Paradise of the Caribbean at North Beach

When my partner Sam and I touched down at Codrington the first enormous raindrops fell and we dashed into the airport terminal, more of a mint green shed, while our luggage was unloaded.

We climbed into a minibus for the short drive across town to the quayside, where Reuben James, owner of our island bolthole North Beach, was waiting in his Boston Whaler boat.

Frigate birds fished for their supper from their enormous colony as we swept into the narrow waters, the mangroves creating a curving, twisting route out to the open sea.

And then suddenly the rain shifted to the west, the sun returned and we were there. White sand stretching as far as the eye could see, a cluster of wooden beach houses peeking out from the palms.

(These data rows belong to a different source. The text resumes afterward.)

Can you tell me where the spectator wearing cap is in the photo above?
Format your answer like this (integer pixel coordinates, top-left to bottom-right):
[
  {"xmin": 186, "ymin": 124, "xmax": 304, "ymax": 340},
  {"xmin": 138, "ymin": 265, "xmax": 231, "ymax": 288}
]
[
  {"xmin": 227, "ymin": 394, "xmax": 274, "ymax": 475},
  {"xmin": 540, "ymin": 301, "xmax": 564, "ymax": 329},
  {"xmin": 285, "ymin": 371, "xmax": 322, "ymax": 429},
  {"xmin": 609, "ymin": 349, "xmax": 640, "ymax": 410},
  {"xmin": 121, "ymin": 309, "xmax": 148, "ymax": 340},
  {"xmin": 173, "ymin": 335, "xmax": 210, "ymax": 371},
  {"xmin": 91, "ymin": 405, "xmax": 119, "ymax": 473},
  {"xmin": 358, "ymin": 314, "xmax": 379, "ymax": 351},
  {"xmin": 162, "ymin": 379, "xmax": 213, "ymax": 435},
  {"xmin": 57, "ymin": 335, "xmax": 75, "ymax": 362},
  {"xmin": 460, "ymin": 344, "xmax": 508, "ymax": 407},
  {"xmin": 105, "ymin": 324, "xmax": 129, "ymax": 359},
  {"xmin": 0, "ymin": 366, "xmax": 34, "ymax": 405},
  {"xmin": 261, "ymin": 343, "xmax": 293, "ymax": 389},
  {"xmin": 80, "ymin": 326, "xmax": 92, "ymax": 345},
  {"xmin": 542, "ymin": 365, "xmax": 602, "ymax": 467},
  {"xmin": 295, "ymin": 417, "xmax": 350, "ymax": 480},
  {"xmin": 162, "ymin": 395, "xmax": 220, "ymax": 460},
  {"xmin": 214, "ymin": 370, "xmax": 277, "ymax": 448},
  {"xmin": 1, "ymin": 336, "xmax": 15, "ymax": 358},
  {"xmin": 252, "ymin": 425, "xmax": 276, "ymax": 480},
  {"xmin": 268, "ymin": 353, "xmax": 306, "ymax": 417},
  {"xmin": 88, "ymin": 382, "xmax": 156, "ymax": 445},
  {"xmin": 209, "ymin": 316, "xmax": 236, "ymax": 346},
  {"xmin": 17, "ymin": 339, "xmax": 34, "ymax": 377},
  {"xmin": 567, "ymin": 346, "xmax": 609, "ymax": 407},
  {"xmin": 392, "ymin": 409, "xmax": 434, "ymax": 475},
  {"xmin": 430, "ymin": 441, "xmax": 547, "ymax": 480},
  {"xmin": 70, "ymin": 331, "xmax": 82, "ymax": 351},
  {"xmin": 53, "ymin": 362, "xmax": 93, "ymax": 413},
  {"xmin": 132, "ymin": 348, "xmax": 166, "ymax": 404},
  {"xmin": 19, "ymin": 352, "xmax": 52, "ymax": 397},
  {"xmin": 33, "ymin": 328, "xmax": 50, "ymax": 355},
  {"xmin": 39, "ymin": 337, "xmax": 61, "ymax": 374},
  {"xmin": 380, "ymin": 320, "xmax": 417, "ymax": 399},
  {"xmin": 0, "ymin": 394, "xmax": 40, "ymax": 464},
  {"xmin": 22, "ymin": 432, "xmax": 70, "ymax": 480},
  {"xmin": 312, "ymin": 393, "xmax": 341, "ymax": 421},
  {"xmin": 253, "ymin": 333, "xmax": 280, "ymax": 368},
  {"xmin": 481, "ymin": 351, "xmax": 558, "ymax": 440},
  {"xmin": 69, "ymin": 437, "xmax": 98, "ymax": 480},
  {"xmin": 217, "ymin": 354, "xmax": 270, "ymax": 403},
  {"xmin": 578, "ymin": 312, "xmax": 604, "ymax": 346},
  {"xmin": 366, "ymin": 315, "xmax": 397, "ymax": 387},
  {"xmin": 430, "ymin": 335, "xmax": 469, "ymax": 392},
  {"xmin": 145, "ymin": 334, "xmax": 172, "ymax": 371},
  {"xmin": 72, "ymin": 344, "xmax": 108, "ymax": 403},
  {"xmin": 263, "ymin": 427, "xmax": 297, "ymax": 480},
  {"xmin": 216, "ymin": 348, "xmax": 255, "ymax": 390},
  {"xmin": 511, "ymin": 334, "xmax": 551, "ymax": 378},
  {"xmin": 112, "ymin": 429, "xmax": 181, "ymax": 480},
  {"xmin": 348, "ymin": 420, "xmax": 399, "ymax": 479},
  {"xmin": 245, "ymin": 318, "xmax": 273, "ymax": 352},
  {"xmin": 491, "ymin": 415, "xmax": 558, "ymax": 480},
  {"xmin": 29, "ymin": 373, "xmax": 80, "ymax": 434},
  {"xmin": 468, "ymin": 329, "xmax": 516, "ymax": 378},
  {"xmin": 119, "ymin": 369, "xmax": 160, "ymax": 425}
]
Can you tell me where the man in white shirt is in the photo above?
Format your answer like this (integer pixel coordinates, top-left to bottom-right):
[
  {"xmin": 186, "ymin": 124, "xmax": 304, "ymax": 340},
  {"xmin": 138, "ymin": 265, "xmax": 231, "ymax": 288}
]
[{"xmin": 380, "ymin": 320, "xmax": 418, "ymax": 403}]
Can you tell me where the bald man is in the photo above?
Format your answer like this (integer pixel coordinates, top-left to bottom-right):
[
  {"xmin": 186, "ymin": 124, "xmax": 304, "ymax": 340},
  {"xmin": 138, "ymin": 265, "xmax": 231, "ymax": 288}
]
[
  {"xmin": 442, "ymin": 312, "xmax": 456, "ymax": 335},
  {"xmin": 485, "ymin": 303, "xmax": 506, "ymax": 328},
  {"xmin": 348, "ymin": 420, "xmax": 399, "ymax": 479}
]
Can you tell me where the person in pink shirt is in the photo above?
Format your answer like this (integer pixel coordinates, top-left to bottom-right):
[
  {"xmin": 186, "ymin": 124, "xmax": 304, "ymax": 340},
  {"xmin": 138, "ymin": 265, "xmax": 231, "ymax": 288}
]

Reuben, who had barely spoken as he raced the rain, went ahead with our bags as we tugged off our shoes and paddled from the jetty, along the beach to our new home. But Reuben, we would soon learn, is a far from silent man. His laugh is as untamed as his land, which he has spent almost 30 years turning into his vision of paradise.

As we walked the beach it seemed our footsteps were the first to mark it and they were instantly washed away as nature reclaimed its own.

Everything is as it is meant to be, as nature intended.

We sat on the balcony and watched as the sun gave its last hurrah, the clouds gone as quickly as they arrived.

A mile or so offshore, where the Atlantic and Caribbean collide, huge waves crashed on to the reef, their 5,000-mile journey coming to a dramatic and noisy end, rampant white horses dissolving into giant plumes of spray over the coral, but inside the reef it is calm. Barbuda, 30 miles to the north of Antigua in the middle of the Leeward Islands, is a rarity in the Caribbean.

Only those born on the island can own land, so there is little development and all of it low level. Only two, mind-bogglingly expensive resorts are dotted around its coastline after the closure of Princess Diana’s favourite, the K Club.

The property laws gave Reuben, an engineer and former senator, the opportunity to buy the beach where he and his family used to picnic and fish during his childhood.

Over the years, plainly in no rush, he has added to his own house five beachfront cottages, perched on stilts.

Luxury and splendour are not what he has gone for. Instead the whitewashed wooden cottages are simple, airy, furnished comfortably enough and decorated with shells and driftwood from the beach.

Once inside, it immediately feels like it’s yours, until you realise you’re sharing it with the geckos who scamper over the tin roofs and the crabs that hide in the shade beneath.